Thursday, July 13, 2006

Externalization

The spiritual need of externalization represents an interesting contrast (and similarity) to the need of visibility (written about elsewhere).

But first things first. What is externalization? Simply put: it's expressing oneself, in one form or the other. So the need for externalization is then the need for an expression of mental content.

But how can that need be explained? What is it we get out of expression things? Certainly what I have in mind isn't practical values such as, say, the need to tell someone you love her to let her know so that she can decide whether she feels the same. Now, that's a reason to express oneself too, but that aspect isn't an example of satisfying the need for externalization.

Rather, I think the reason is the same as with visibility (and the need for art). That which only exists in our mind isn't completely real to us. We don't fully experience it until there is some physical expression of it. And this is something that is very central to everyone's life. Every spoken and written word is a physical expression of something, as is how you decorate your home and a million other things (needless to say, a specific form of expression may not interest a given person. We all have our own priorities in regard to what to express and how and when, and so on.)

It's central and broad, but not everything can be said to be externalization. For example, consuming art or trying to understand something (by thinking) is not examples of it.

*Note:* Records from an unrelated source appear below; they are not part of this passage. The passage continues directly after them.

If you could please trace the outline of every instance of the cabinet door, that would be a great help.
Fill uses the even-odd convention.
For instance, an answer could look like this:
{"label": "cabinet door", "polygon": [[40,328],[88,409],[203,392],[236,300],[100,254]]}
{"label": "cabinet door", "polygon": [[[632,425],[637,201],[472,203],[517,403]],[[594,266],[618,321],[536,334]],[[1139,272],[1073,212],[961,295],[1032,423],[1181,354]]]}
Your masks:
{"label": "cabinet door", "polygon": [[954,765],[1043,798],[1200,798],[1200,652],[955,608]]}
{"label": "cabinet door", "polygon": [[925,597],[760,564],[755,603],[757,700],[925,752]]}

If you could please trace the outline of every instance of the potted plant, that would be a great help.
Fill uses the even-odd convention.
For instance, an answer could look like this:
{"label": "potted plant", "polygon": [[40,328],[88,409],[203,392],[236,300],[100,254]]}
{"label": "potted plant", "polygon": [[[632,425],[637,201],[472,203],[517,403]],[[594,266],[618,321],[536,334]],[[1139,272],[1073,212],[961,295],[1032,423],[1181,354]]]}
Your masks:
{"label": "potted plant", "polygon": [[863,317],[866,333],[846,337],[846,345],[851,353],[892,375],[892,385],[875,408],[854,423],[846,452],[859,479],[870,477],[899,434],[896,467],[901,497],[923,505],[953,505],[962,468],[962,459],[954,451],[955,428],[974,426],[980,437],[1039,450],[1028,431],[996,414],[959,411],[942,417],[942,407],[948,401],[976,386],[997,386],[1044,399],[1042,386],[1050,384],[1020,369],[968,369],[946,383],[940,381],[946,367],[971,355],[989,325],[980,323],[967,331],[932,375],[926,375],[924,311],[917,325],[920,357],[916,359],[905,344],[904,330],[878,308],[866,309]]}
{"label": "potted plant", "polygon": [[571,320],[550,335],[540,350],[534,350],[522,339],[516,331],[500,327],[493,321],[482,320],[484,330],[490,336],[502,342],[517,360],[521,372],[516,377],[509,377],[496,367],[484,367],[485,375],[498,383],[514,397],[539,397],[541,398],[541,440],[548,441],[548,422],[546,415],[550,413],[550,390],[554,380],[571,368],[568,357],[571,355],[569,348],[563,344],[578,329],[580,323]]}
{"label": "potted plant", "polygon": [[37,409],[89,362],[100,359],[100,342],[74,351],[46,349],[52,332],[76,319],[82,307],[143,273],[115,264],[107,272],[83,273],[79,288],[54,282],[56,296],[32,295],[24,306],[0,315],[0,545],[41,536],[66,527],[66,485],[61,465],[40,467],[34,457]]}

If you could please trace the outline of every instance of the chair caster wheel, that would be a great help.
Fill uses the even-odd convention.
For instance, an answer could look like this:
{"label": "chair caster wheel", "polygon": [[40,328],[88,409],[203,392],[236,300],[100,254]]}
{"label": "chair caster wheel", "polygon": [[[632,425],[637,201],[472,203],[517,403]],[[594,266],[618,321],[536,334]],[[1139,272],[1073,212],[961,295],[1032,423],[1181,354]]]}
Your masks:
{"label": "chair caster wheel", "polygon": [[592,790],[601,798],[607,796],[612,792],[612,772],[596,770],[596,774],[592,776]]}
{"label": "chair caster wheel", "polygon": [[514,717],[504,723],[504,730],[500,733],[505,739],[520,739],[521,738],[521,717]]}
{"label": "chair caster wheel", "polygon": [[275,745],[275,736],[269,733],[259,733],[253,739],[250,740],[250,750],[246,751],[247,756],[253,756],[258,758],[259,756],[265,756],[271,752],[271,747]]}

Both visibility and externalization are central in proper human relationships, and that's a big part of why the relationships are so valuable and irreplaceable. Although, while visibility is heavily dependent on human relations, externalization can be exercised without it (though some content of the mind is easier to express in interaction with someone)

If that which you express isn't really you but a faked you, you won't satisfy the need to externalization, and likewise you won't get the right things back from others. They won't mirror you. So you'll leave both those needs unfulfilled. That's one reason why it is so stupid and painful to be a criminal - you can never be open with decent people, because they will despise you. You will either have to lie massively, or spend time with other criminals. Two very unattractive options.

A large part of all human activity can be explained in terms of visibility and externalization.

Interesting integrations can be made to creating art, which happens to be externalization per excellence.

Friday, July 07, 2006

UML

Been doing some UML lately, for a course. Interesting stuff. An UML designer is to the implementer (programmer) what an architect is to a construction worker.

What's interesting is that you get a better understanding of the to-be system even without creating any diagrams, just by learning and using the different views. The specific diagrams are irrelevant. You could have had the exact same views (use case, class, state, etc) but (somewhat) different looking diagrams.

One idea that I find interesting and fascinating is to create a similar system to deal with humans and human relations. Not so much as an architect trying to build something (though some things perhaps, like a good relationship?), but for understanding (which affects your actions). It should be possible to create similar theoretical models of humans and relations, a set of different views with corresponding diagrams. Where each view in some way helps you understand a person and/or relationship. I'm sure there are some attempts in that direction being made, but I'm also pretty sure that it's not very well done. In a more rational world, there would be well developed systems like that and we would all run around diagramming each other.

Monday, July 03, 2006

Conceptualization

No two games of chess are the same. The first moves may be the same, but for each new move fewer identical games have been played, and eventually each game is unique (with the exception of short games between bad players). Yet, despite that all games are different the principles describing the games are the same. So despite the uniqueness of each game, to an experienced player much is familiar and similar to other games. Principles such as "open lines" and "control of the center" etc always applies (though in different degrees depending on the details of each game). And there are not that many principles either. I think it was Kotov and Keres that suggested that to understand a position, four different areas need to be considered (that is, four principles, each containing a few sub-principles).

The same is true for all human areas, whether you are trying to understand how to act, how to think, how a government should be governed, how to explain star systems or our own biology, and so on. Without principles there is no such thing as understanding.

Humans understand the world by conceptualizing it, and principles are the result of that process. (Note to self: is applying principles also best described as an act of conceptualization?) .

The world is immensely complex, and without principles we are completely lost in that complexity. Some old (and young) fools claim that for a theory to be really true, it has to "mirror" the complexity of reality, and be as complex itself. That's just stupid. The exact opposite should be the goal: to let as few principles as possible explain as much as possible. For example, the principle (or law) or gravity explains both falling apples and planets rotation the sun. One single principle explains an infinite amount of complex stuff in the universe. Imagine trying to understand all those things that gravity explains through a theory that "mirrored" the complexity of that which it is trying to explain (which I assume would a mean a unique theory for each unique object - and every single object in the universe in unique, no two things are identical -, instead of the same principle/theory/law explaining an endless series of different objects).

All areas in life should be conceptualized. Hey, a principle.

In my current wave of extroversion and interest in politics (especially some areas) I see a lot of lack of principles. The conclusions people (including politicians and journalists) come to and the decisions they make are completely irrational.